What we want to know is: given some fixed voltage `V` measured on `R7`, what is the current flowing through the motor?

The answer to that is in the formula: `V_R7 = I * COEFF * R_R7`

Which, once we fill in the known information, gets simplified to: `V_R7 = I * 1.575`

Note that the resistor has quite a resistance for a shunt resistor, but given the drastic ratio between the real current and the current flowing through |PROP|, the values cancel each other out.

# Baseline

Given that we know this, let's take a scope and measure some things. What we can do is attach a motor to the servo, flash the production firmware, and use a control utility to set the servo to a fixed PWM duty cycle.

The motor is a scrapped Lewansoul LX15D. Since the motor was without any load, the expected current values should be low, as without resistance it won’t need much.

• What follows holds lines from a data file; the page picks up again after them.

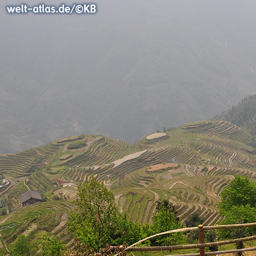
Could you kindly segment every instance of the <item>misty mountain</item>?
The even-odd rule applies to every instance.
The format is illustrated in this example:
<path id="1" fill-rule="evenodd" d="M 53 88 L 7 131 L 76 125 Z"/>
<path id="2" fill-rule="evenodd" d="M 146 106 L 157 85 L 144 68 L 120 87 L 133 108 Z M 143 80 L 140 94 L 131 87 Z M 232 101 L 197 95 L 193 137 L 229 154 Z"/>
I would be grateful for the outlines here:
<path id="1" fill-rule="evenodd" d="M 256 135 L 256 94 L 246 96 L 232 108 L 214 117 L 215 120 L 225 120 L 243 126 Z"/>
<path id="2" fill-rule="evenodd" d="M 81 133 L 133 143 L 256 92 L 254 2 L 96 3 L 14 15 L 1 2 L 1 153 Z"/>

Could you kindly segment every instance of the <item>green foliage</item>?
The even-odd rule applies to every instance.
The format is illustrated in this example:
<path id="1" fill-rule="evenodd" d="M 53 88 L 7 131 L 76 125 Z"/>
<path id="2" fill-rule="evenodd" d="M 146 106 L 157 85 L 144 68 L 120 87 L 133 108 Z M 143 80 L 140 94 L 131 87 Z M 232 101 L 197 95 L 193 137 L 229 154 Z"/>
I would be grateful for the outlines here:
<path id="1" fill-rule="evenodd" d="M 51 239 L 48 236 L 40 239 L 42 256 L 60 256 L 65 249 L 65 245 L 59 240 L 57 236 Z"/>
<path id="2" fill-rule="evenodd" d="M 187 228 L 193 226 L 197 226 L 199 225 L 202 225 L 204 222 L 204 219 L 201 217 L 197 212 L 191 215 L 185 221 L 185 225 Z M 199 234 L 198 231 L 191 231 L 187 233 L 188 238 L 191 242 L 198 241 Z"/>
<path id="3" fill-rule="evenodd" d="M 156 213 L 159 213 L 160 210 L 166 210 L 175 214 L 177 213 L 177 212 L 175 211 L 175 207 L 169 200 L 166 199 L 164 199 L 163 201 L 156 201 Z"/>
<path id="4" fill-rule="evenodd" d="M 72 150 L 80 148 L 81 147 L 85 147 L 85 146 L 86 146 L 86 143 L 84 141 L 75 141 L 68 146 L 68 149 Z"/>
<path id="5" fill-rule="evenodd" d="M 233 206 L 256 206 L 256 184 L 251 183 L 247 177 L 235 175 L 229 185 L 221 194 L 221 201 L 218 206 L 220 213 L 226 216 L 226 213 Z"/>
<path id="6" fill-rule="evenodd" d="M 151 234 L 182 228 L 182 225 L 177 220 L 174 212 L 162 208 L 153 217 L 153 224 L 151 226 Z M 182 239 L 182 237 L 181 233 L 159 236 L 151 240 L 151 245 L 176 245 Z"/>
<path id="7" fill-rule="evenodd" d="M 24 235 L 18 236 L 16 241 L 11 245 L 10 252 L 13 256 L 31 256 L 35 254 L 36 247 Z"/>
<path id="8" fill-rule="evenodd" d="M 246 96 L 231 109 L 214 117 L 216 119 L 225 120 L 240 126 L 247 128 L 256 134 L 256 94 Z"/>
<path id="9" fill-rule="evenodd" d="M 147 236 L 140 223 L 133 223 L 127 214 L 120 214 L 117 221 L 118 229 L 115 233 L 117 245 L 131 245 Z"/>
<path id="10" fill-rule="evenodd" d="M 220 213 L 225 217 L 220 224 L 228 225 L 254 222 L 256 220 L 256 184 L 250 181 L 246 176 L 236 175 L 229 186 L 221 195 Z M 256 229 L 232 229 L 219 230 L 221 237 L 239 238 L 253 236 Z M 240 242 L 237 249 L 243 247 Z M 242 254 L 238 253 L 238 256 Z"/>
<path id="11" fill-rule="evenodd" d="M 236 224 L 255 222 L 256 208 L 250 205 L 233 205 L 229 210 L 225 212 L 225 218 L 220 225 Z M 224 238 L 238 238 L 253 236 L 256 232 L 255 228 L 232 229 L 220 230 L 220 235 Z"/>
<path id="12" fill-rule="evenodd" d="M 78 187 L 75 203 L 77 208 L 68 217 L 69 230 L 95 250 L 111 243 L 118 214 L 113 193 L 92 177 Z"/>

My trusted laboratory power source is powering all of this. The power source has the capability to measure current, so I relied on that for comparison values.

There are multiple scenarios during which I've taken data. In all cases, I relied on the Analog Discovery 2 for the measurements, as that device is my daily tool for such tasks. As you can see, I can even make fancy screenshots of the view from it :)

The interesting data is on Channel 2, which was attached to the current sense pin—effectively connected to the PA4 pin of the STM32H5 on the circuit above. I also made sure that I could observe the PWM duty cycle on the logic analyzer of the AD2; you can see it in the bottom row. (14kHz PWM frequency is about right)

Channel 2 gives us the voltage across the R7 resistor. I've also added a virtual channel,`Math 1`, that converts the values from Ch2 into the actual current flowing through the motor.

It should be noted that the current reported by the power source includes the power drained by the MCU and other peripherals, not just the motor, and at this point, there is no way for me to separate them. However, it should be manageable.

After all that was done and prepared, I measured relevant values for multiple scenarios. Note that I always used the `average` value for each channel:

 power 0% 25% 50% 75% 100% power source current 11 mA 31 mA 57mA 81mA 106mA R7 voltage 18 mV 50 mV 155mV 177mV 224mV calculated motor current 12 mA 32 mA 98mA 112mA 142mA

What do the measured values mean? I have no conclusions yet, and frankly, I would prefer to consult this with someone more skilled in EE to ensure that I'm not missing something. The interesting observations are:

1. I have no clue how well my power source or the AD2 is calibrated.
2. The MCU and other non-motor-related components might be consuming around 11mA, which seems reasonable.
3. The voltage on R7 is increasing at a faster rate than expected—the current at 25% is identical, but at 100%, it is 106mA versus 142mA. This might suggest that the current-scaling constant for the H-bridge differs significantly, but that is not entirely unexpected. But, what if the capacitor in the circuit is causing some issues?
4. For some reason, the voltage on R7 when the power is at 0 is non-zero.

Out of all of this, only point 4 is troubling me, as it might disturb the control loops more than I would want.

Time to bother my friends and ask them some questions!